Python numbers are wrong

jenniferh · August 27, 2018, 9:51am

Dear all,
today I tried to evaluate a keras model in Knime within a python node. So far it worked, but when I send the predictions to an output table I get a lot of weard numbers showing in the knime table, which are clearly not there in the table if I print it to the Python output (or write it as a csv):
Here a screenshot

In the xls file are the actual numbers as outputted by pandas to_csv
predictions.xlsx (24.8 KB)

The column types are float32, in case that helps.

It would be great to get a hint what is going wrong here. Unfortunately I can’t really reproduce it in a different (shareable) setting but ill try further.

Thanks in advance,
Jennifer

MarcelW · August 27, 2018, 10:33am

Hi Jennifer,

This looks like a number overflow/loss of precision during conversion of Python floats into Java floats. What serialization library did you use to transfer the data to KNIME? You can find that under File > Preferences > KNIME > Python > Serialization library.

A shareable setting (i.e., an example workflow that reproduces the problem) would greatly help if that’s possible.

Thanks for reporting!

Marcel

jenniferh · August 27, 2018, 11:40am

Hi Marcel,

thanks for the quick feedback.
The Serialization indeed is the problem: I used the “standard” one (Flatbuffers Column Serialization) and when I switched to the experimental CSV it seems to work fine (The Apache arrow Serialization does not work at all).

With Flatbuffer:

With CSV Serialization:

I found a way to reproduce it:
It is reproducible if I read the csv with pandas read_csv into the Python source node, and write it to a KNIME table.
I have attached the ‘Workflow’ and the csv (as csv upload is not permitted I attached it as a *.txt file)

Python_issue.knwf (19.4 KB)
predictions.txt (24.3 KB)

Is there anything I should be aware of if I use the CSV serialization as it is labelled experimental? Then I would just keep it as is until the other serializations work as expected.

Thanks again,
Jennifer

MarcelW · August 27, 2018, 12:23pm

Hi Jennifer,

I’m glad that helped. I’d recommend Apache Arrow over CSV. To make Arrow work, you’d need to install pyarrow, version 0.7.0, in your Python environment. The package is available via the conda-forge channel. A command to install it would look like this:
conda install -n py35_knime -c conda-forge pyarrow=0.7.0
where py35_knime is the name of your conda environment.

Thanks for providing a workflow to reproduce the problem, we’ll work on fixing it as soon as possible.

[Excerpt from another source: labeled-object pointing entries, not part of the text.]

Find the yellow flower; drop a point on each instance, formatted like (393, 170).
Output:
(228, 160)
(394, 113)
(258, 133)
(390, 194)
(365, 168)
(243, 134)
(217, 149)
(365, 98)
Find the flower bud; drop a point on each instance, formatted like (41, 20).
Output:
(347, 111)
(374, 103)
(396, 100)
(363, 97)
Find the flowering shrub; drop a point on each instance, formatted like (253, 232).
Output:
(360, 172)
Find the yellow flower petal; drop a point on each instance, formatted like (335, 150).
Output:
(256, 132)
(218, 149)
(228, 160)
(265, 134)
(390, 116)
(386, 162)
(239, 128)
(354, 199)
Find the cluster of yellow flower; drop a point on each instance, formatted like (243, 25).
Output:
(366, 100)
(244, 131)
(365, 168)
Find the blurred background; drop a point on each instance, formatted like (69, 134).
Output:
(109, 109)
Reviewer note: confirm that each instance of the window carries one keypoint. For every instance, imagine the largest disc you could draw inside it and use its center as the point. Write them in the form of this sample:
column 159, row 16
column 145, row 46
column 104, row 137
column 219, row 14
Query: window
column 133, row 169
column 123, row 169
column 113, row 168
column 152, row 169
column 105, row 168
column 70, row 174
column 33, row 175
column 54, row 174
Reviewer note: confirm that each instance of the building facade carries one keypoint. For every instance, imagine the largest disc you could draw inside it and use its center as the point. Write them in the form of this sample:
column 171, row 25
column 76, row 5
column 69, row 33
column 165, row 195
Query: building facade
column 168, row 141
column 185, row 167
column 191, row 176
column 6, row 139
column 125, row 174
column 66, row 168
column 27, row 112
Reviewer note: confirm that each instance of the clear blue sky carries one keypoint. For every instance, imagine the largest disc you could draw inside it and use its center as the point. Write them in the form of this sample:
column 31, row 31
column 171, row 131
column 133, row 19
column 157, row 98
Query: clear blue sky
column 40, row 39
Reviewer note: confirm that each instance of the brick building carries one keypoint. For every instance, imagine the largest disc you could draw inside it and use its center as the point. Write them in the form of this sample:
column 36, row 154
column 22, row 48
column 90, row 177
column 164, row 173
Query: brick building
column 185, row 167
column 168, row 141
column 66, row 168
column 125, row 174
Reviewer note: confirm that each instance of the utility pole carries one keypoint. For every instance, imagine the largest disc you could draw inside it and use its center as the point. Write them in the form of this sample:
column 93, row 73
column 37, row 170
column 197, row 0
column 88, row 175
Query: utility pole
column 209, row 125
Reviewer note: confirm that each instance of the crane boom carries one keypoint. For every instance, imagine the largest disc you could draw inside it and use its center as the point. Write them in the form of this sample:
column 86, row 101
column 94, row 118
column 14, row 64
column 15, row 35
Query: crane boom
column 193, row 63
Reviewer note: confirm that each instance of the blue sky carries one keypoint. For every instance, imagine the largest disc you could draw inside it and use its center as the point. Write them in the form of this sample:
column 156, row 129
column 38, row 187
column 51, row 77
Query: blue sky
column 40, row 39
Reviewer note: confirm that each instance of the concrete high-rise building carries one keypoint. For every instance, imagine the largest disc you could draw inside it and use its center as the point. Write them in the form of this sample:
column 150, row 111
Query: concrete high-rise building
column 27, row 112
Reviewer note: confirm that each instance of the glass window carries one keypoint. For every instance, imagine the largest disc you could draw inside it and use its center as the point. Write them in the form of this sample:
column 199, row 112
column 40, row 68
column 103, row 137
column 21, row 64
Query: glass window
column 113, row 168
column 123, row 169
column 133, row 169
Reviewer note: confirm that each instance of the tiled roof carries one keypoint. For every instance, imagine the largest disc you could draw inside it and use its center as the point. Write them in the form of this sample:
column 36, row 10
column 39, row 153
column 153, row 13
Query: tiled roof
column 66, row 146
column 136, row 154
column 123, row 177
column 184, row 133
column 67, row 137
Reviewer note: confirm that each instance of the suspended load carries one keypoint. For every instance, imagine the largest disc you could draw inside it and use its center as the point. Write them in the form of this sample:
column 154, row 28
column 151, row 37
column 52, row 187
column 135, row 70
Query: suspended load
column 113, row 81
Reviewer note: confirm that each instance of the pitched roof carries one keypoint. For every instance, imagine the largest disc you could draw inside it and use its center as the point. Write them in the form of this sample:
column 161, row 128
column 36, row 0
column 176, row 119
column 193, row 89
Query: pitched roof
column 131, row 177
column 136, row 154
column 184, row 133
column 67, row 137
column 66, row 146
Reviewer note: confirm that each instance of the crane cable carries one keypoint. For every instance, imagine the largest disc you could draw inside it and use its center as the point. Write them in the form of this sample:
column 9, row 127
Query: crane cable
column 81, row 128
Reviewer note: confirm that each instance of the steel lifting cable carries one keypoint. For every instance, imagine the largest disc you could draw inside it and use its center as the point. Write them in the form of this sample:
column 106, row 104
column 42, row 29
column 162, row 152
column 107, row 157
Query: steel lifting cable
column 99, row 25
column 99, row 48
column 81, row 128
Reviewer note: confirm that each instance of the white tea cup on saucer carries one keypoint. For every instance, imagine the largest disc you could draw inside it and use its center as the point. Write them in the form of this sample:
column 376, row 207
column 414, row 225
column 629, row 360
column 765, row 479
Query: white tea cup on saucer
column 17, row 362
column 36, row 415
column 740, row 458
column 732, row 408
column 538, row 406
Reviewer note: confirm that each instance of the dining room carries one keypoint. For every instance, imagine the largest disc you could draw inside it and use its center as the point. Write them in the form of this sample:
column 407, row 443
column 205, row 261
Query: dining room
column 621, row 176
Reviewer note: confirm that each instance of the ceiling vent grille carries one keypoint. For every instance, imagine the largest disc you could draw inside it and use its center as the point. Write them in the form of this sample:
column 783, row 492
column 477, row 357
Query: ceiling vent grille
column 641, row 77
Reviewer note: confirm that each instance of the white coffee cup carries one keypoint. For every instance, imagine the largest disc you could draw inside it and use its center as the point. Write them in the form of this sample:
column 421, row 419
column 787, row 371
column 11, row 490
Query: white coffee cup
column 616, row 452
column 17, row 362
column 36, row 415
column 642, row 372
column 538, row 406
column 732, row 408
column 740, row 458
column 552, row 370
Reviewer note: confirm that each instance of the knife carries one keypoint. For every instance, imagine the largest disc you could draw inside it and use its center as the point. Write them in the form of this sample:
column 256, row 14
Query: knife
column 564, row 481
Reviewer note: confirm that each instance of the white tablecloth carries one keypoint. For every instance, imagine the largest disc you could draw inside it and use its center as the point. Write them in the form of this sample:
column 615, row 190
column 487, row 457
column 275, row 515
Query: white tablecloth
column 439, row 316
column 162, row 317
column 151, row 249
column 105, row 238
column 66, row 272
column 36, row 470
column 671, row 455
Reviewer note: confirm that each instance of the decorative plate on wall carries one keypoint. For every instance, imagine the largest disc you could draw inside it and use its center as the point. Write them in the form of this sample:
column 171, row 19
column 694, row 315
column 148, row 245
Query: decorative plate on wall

Edit: This will be fixed in a future version of KNIME.

Marcel

jenniferh · August 27, 2018, 12:48pm

Hi Marcel,

I installed pyarrow via pip (version 0.10.0) before you mentioned conda) and it gave me this error (Thats why I said in the beginning it does not work at all):

ERROR PythonKernel pyarrow.lib.ArrowIOError: Invalid flatbuffers message.
ERROR Python Source 4:120 Execute failed: java.lang.Exception: Failed to receive message from Python or forward received message

removing it and doing it via conda as you suggested gives:

ERROR PythonKernel AttributeError: module ‘pyarrow’ has no attribute ‘OSFile’
ERROR Python Source 4:120 Execute failed: java.lang.Exception: Failed to receive message from Python or forward received message.

Any Idea? (Python 3.6.5, conda 4.3.30 on Ubuntu 16.04 LTS)

Thanks a lot!
Jennifer

christian.birkhold · August 27, 2018, 1:52pm

Currently, we only support arrow 0.7.x. Can you try with that version? Sorry for the trouble, we’re planning to update to 0.10.x.

jenniferh · August 27, 2018, 2:06pm

Sorry , it first gave me the second error above, but restarting helped. Now it works fine! Thank you so much!

system · September 3, 2018, 2:06pm

This topic was automatically closed 7 days after the last reply. New replies are no longer allowed.